Editor’s introduction to the special section on the 7th Biomedical Linked Annotation Hackathon (BLAH7)
Article information
The special section is dedicated to reporting achievements of the 7th Biomedical Linked Annotation Hackathon (BLAH7). BLAH is an annual hackathon event which is organized to join forces of biomedical text mining for the goal to promote interoperability among text mining resources. This year, the 7th edition was held in January, 2021. Due to the pandemic, it was organized as an online event, with the special theme “coronavirus disease 2019 (COVID-19)”. The goal was to develop text mining resources to help address the pandemic situation. During the hackathon, 47 participants from 11 countries worked on voluntarily organized projects, and the results are reported in this special collection.
This section includes seven application notes and one opinion article. The first application note by Hernandez et al. [1] presents a Twitter dataset which includes more than 120 million “potentially clinically-relevant” tweets. The tweets are automatically annotated for clinically important named entities like drugs and symptoms. The dataset is released publicly to facilitate research on mining social media data for biomedical and clinical applications. Lithgow-Serrano et al. [2] presents named entity annotation of the LitCovid [3] dataset using OntoGene’s Biomedical Entity Recogniser (OGER) [4] and shows its effectiveness for document classification. Ouyang et al. [5] presents the AGAC annotation [6] added on top of the PubTator [7] and OGER annotations and shows that the addition is potentially useful to mine regulatory or causal relationships between biomedical entities. The following three papers represent efforts for multilingualism of text mining. Barros et al. [8] presents a multilingual parallel corpus of PubMed articles for the language pairs English-Portuguese and English-Spanish. Their corpus was annotated for biomedical entities and also relationships between them, which was then used to develop a multilingual recommendation dataset for recommending biomedical entities to the authors of the articles. Yamaguchi et al. [9] and Soares et al. [10] are written by the same set of authors.
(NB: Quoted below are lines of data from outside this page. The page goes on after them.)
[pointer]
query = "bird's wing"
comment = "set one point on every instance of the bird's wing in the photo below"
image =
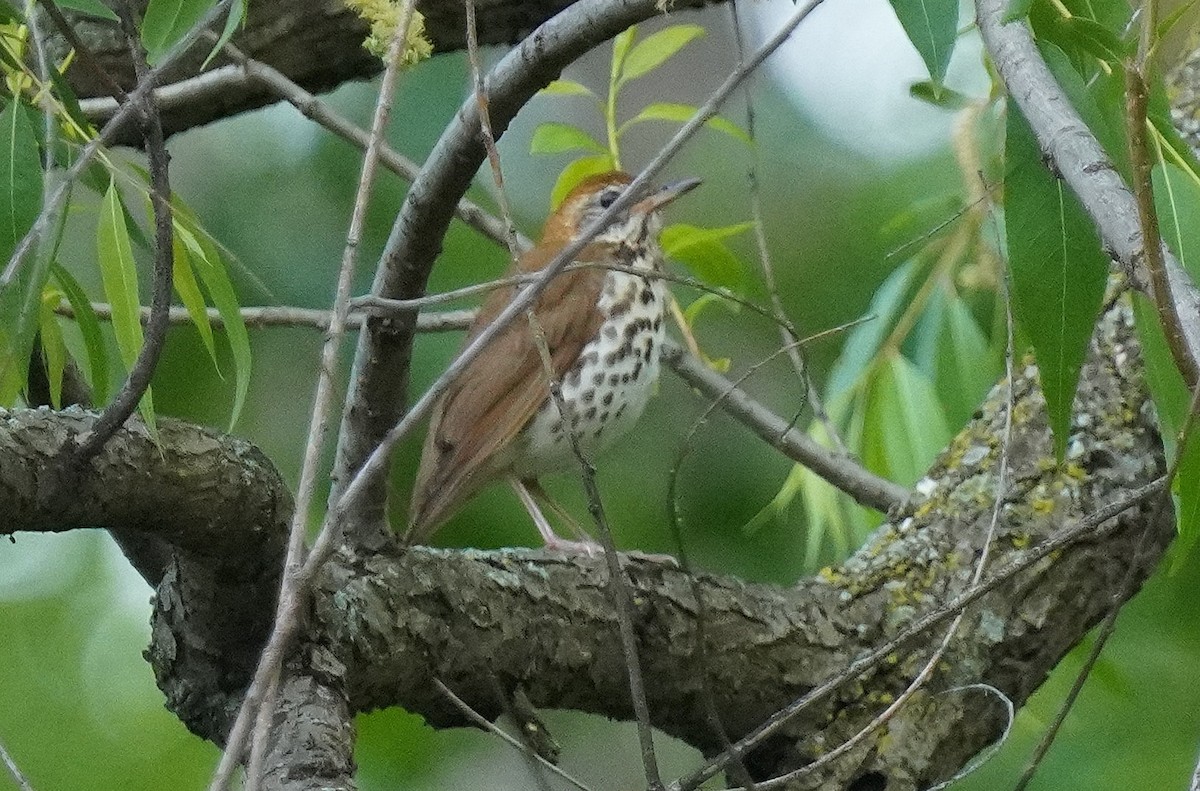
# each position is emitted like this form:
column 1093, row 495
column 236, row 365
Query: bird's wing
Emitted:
column 493, row 399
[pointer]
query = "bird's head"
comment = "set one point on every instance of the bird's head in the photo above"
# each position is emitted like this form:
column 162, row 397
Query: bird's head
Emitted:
column 587, row 202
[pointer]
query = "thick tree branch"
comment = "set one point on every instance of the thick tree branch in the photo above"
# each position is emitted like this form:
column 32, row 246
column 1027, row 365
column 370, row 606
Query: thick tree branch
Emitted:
column 1078, row 157
column 215, row 501
column 396, row 621
column 545, row 624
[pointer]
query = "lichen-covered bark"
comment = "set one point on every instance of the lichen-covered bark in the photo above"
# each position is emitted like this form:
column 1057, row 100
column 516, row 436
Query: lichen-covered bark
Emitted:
column 545, row 624
column 383, row 627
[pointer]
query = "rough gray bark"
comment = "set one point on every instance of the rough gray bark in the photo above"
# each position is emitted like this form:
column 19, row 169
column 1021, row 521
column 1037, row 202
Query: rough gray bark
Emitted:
column 317, row 43
column 207, row 520
column 384, row 625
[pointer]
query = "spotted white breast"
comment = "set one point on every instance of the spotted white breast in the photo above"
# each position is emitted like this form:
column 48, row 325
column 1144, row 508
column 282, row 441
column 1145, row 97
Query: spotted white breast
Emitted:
column 607, row 389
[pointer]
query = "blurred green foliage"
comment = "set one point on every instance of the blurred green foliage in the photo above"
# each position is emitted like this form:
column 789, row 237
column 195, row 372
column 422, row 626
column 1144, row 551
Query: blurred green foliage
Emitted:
column 78, row 707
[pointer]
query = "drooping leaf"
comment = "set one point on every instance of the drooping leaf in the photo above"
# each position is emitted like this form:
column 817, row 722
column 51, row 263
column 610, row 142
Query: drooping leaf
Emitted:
column 1177, row 204
column 681, row 114
column 621, row 45
column 1086, row 95
column 21, row 201
column 90, row 7
column 702, row 250
column 233, row 21
column 167, row 21
column 189, row 291
column 89, row 328
column 905, row 426
column 205, row 259
column 119, row 274
column 1171, row 401
column 931, row 27
column 54, row 348
column 964, row 366
column 1017, row 10
column 1087, row 33
column 567, row 88
column 939, row 95
column 657, row 48
column 555, row 138
column 1173, row 147
column 864, row 341
column 21, row 178
column 1059, row 270
column 574, row 173
column 1168, row 23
They developed two versions of Japanese translation of MeSH terms, one through merging of existing resources and manual curation, and another through an automatic translation method, of which the results are reported in the two separate application notes. Larmande et al. [11] reports a revision to OryzaGP [12], a corpus of PubMed articles relevant to rice species, which are automatically annotated for proteins and genes. The last one by Dohi et al. [13] presents the authors’ opinion after their case study with Alexander disease towards visualizing the phenotype diversity.
Based on the spirit of sharing, most of the resulting datasets, including corpora, annotations, and dictionaries, are released through open repositories like GitHub, PubAnnotation/PubDictionaries [14], and so on. We hope that this special collection will be an opportunity for the readers of the journal Genomics & Informatics to get informed about recent biomedical text mining activities aimed at providing support in the current COVID-19 pandemic situation.